When we returned to the car, my father cleared his throat, gazed off into the middle distance, and suggested I take this opportunity to make amends for my last two educational disasters. And then, with a pessimistic handshake and a brief clasp of my shoulder, he was off.

A bored prefect led me away from the main school towards a collection of rectangular brick buildings arranged around a bleak little courtyard. In the misty darkness, my future home uncannily resembled a prison. As we entered Mogg House (Gordon Clifton-Mogg, House Master), the weight of the nineteenth century settled around my shoulders like a shroud. Tall brick walls and narrow arched windows seemed designed to admit as little light and air as possible. The architect’s philosophy was obvious: starve the human spirit, yes, but subtly, employing economies of dimension and scale. I could tell from here that the rooms would be dark all year round, freezing in winter, cramped and airless in summer. As I later discovered, St Oswald’s specialized in architectural sadism — even the new science lab (pride of the establishment) featured brown glass and breezeblock walls dating from 1958, height of the ugly unfriendly architecture movement.

Up three flights of stairs and down a long featureless corridor. At the end, the older boy dumped my bag, pounded on the door and left without waiting for an answer. After a minute I was granted entry to a cramped dormitory room where three boys looked me over impassively, as if checking out a long shot in the paddock at Cheltenham.

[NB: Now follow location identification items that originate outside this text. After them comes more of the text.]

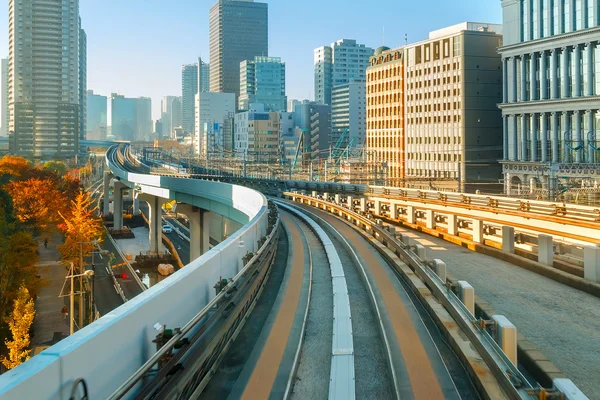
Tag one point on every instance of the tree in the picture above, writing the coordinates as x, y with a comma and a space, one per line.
36, 202
14, 165
19, 323
80, 225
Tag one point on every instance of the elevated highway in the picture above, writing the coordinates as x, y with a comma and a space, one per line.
196, 327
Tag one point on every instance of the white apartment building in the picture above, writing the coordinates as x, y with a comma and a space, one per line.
43, 77
212, 111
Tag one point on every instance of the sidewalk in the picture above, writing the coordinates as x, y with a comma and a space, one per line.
49, 325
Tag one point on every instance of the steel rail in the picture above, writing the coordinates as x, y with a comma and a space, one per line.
503, 369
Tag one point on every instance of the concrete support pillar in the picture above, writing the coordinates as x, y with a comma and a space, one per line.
545, 250
118, 205
553, 74
106, 203
466, 293
508, 239
506, 337
565, 73
154, 221
420, 250
534, 137
430, 222
199, 229
452, 224
513, 89
544, 137
589, 56
591, 153
533, 76
439, 267
554, 142
578, 137
410, 214
393, 211
136, 202
543, 76
577, 71
524, 136
523, 77
377, 205
505, 137
514, 155
591, 263
477, 231
505, 80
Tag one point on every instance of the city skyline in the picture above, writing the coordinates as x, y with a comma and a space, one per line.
121, 60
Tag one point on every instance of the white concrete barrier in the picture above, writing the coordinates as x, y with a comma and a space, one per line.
591, 263
506, 337
466, 293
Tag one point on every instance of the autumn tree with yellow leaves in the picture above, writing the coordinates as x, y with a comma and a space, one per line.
80, 225
19, 322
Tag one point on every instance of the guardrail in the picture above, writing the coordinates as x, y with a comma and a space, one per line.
341, 381
507, 374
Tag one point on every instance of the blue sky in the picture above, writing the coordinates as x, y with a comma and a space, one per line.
137, 47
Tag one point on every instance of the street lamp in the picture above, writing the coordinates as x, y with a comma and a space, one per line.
87, 273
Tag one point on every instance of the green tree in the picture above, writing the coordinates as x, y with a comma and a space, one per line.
19, 322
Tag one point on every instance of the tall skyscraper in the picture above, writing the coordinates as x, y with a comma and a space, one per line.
337, 64
44, 78
82, 82
4, 113
551, 95
189, 89
239, 31
96, 121
262, 80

There was a moment of silence.

“I’m Barrett,” said the blunt-featured one in the middle, producing a small black book from his pocket and pointing to the others in turn. “Gibbon. And Reese.”

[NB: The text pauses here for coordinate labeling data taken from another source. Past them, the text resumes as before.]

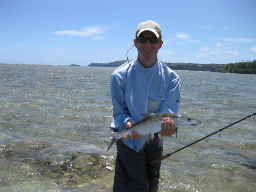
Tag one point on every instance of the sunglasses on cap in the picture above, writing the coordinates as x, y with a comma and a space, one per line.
152, 40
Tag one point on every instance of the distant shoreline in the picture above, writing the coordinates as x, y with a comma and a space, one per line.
241, 67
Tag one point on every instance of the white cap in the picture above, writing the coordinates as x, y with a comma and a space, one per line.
149, 26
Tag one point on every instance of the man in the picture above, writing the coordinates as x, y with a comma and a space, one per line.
142, 85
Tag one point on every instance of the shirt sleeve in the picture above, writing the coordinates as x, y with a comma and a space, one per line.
172, 98
120, 111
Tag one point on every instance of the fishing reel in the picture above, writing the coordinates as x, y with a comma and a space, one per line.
152, 172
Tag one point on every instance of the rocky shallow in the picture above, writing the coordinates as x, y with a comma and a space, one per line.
70, 170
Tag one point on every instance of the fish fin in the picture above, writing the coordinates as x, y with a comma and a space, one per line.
150, 137
145, 115
113, 140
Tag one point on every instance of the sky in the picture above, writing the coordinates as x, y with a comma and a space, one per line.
64, 32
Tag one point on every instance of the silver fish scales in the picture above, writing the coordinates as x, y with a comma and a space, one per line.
152, 124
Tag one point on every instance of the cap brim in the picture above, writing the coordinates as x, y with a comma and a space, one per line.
148, 29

Reese giggled. Barrett made some notes in his little book, then turned to Gibbon. “I give him two terms,” he said. “You?”

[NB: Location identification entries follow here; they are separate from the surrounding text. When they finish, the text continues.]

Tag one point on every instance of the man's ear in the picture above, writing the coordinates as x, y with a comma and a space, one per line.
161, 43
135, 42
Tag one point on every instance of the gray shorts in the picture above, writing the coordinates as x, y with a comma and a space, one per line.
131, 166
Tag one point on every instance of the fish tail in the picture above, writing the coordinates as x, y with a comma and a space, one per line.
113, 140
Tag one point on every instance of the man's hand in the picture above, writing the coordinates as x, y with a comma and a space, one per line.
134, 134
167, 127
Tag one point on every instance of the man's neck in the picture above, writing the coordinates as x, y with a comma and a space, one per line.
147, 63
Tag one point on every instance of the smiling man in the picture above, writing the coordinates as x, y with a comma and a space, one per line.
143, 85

Gibbon, tallest of the three, peered at me closely. For a moment I thought he might ask to see my teeth. He pulled two crisp pound notes out of an expensive calfskin wallet. “Three terms,” he said.

I emptied all expression from my face, met and held his gecko eyes.

“Maybe four.”

“Choose,” said Barrett impatiently, pencil poised. He squinted out from under a school cap pulled low over his face, like a bookmaker’s visor.

“Three, then.”

Barrett made a note in his book.

“I say four.” Reese dug into a pocket and pulled out a handful of coins, mainly pennies. He was the least impressive of the three, and seemed embarrassed by the ritual.

Barrett accepted the coins and looked up at me. “You in?”

Was I in on a bet predicting the demise of my own academic career? Well, it certainly offered a variation on the usual welcome. I pushed past them, unpacked my bag into a metal trunk, made up my narrow bed with regulation starched sheets, burrowed down under the covers and went to sleep.